Nous, à grande & mûre délibération, à
l’avis de nôtre Conſeil d’Etat établi dans nos Pays-Bas,
de nôtre Plénipotentiaire au Gouvernement
d’iceux, de nôtre Lieutenant, Gouverneur & Capitaine
Général de noſdits Pays, & oüi ſur le
tout nôtre Conſeil ſupréme établi lez nôtre Perſonne
Royale, pour les affaires des mêmes Pays,
avons, conformément à l’acceptation en faite par
leſdits Etats des Provinces de nos Pays-Bas, & à
leur réquiſition, de nôtre certaine ſcience, autorité & puiſſance abſoluë, qui Nous compete, ou
peut competer comme Souverain Prince & Seigneur
deſdits Pays, ordonne, ſtatué & décreté,
ordonnons, ſtatuons & décretons par ces préſentes
la ſuſdite Pragmatique Sanction, reglement
de Succeſſion & union indiviſible de tous nos
Etats, tant au de-hors qu’au-dedans de l’Allemagne, en Loi perpétuelle & irrévocable dans noſdits
Pays-Bas ; & qu’en conséquence d’icelles la
Succeſſion de toûtes nos Provinces héréditaires de
noſdits Pays, en une maſſe & indiviſiblement,
échoira dorénavant, ſelon ledit droit de Primogeniture & ordre de Succeſſion lineale, & reſtera
à nos Deſcendans mâles, tant qu’il y en aura aucun,
& au défunt de ceux-ci, que Dieu ne veüille,
aux Archiducheſſes nos filles, toujours ſuivant
l’ordre & droit de Primogeniture, ſans le pouvoir
jamais partager, & qu’au défaut de tout
héritier légitime de l’un ou l’autre ſexe, deſcendans
de Nous, le droit d’Héritier de toutes noſdites
Provinces échoira aux Princeſſes filles de
nôtre frère l’Empereur Joſeph, de glorieuſe mémoire,
& à leurs Deſcendans de l’un & de l’autre
ſexe, ſelon ledit droit de Primogeniture, & qu’arrivant
l’extinxtion de ces deux lignes, ce droit
héréditaire ſera entiérement reſervé aux Princeſſes
nos ſœurs & leurs Deſcendans légitimes de l’un
& de l’autre ſexe, & ſucceſſivement à toutes les
autres lignes de l’Auguſte Maiſon, à chacune
ſelon le droit de Primogeniture & ſuivant le rang
qui en réſultera, & ce nonobſtant le Reglement
& ancienne Loi, touchant la Succeſſion de Prince
deſdits Pays-Bas, établie dans leſdits Pays par la
Pragmatique Sanction de l’Empereur Charles V.

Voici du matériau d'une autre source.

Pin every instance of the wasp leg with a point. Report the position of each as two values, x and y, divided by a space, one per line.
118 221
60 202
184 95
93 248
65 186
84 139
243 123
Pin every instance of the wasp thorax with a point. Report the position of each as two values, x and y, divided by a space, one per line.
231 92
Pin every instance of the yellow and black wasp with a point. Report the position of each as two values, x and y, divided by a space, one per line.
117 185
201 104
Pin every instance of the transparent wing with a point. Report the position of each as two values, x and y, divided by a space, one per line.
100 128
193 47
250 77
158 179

du quatriéme Novembre quinze cens quarante-neuf,
& toutes coutumes d’aucunes de noſdites
Provinces, auſquelles, pour les cauſes & conſidérations ſuſdites, avons, de nôtredite autorité &
pleine puiſſance, dérogé & dérogeons, en ce que
la ſuſdite Sanction & coutumes ne ſeroient conformes
à nôtre préſente diſpoſition, voulanr qu’en
tous autres cas elles demeurent en leur force &
vigueur, & ſoient entretenues & obſervées.

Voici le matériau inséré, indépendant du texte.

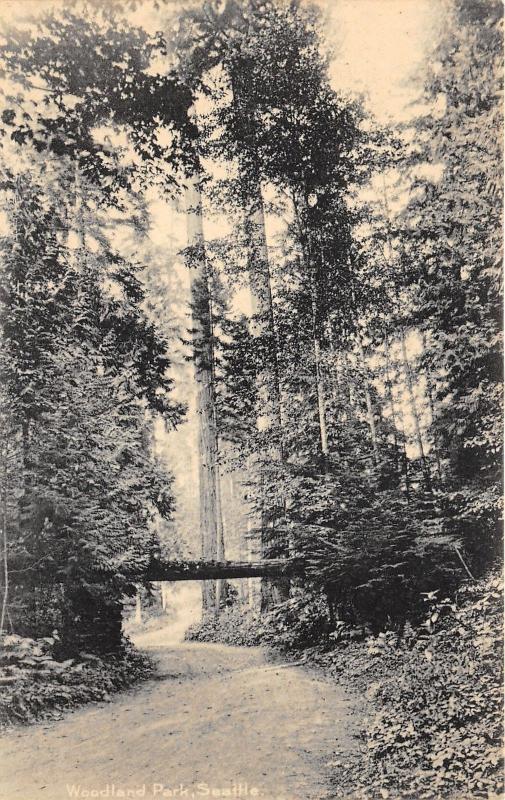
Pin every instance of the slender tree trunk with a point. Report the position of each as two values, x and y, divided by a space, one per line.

Si donnons en mandement, &c. Donné en notre Ville & réſidence Impériale de Vienne en Autriche le ſixiéme jour du mois de Décembre, l’an de grâce mille ſept cens ving-quatre, & de nos Règnes, de l’Empire Romain le treiziéme, d’Eſpagne le ving-deuxième, & de Hongrie & de Bohême auſſi le treiziéme. Etiit paraphé, Princ. de Cardna Pr. vt. Signé, CHARLES.
Plus bas étoit écrit, Par Ordonnance de Sa Majeſté, contreſigné, A. F. de Kurz, & ſcellé du grand Seel de Sa Majeſté en cire vermeille y pendant à double cordon de ſoye rouge, noire, blanche & jaune en une boite.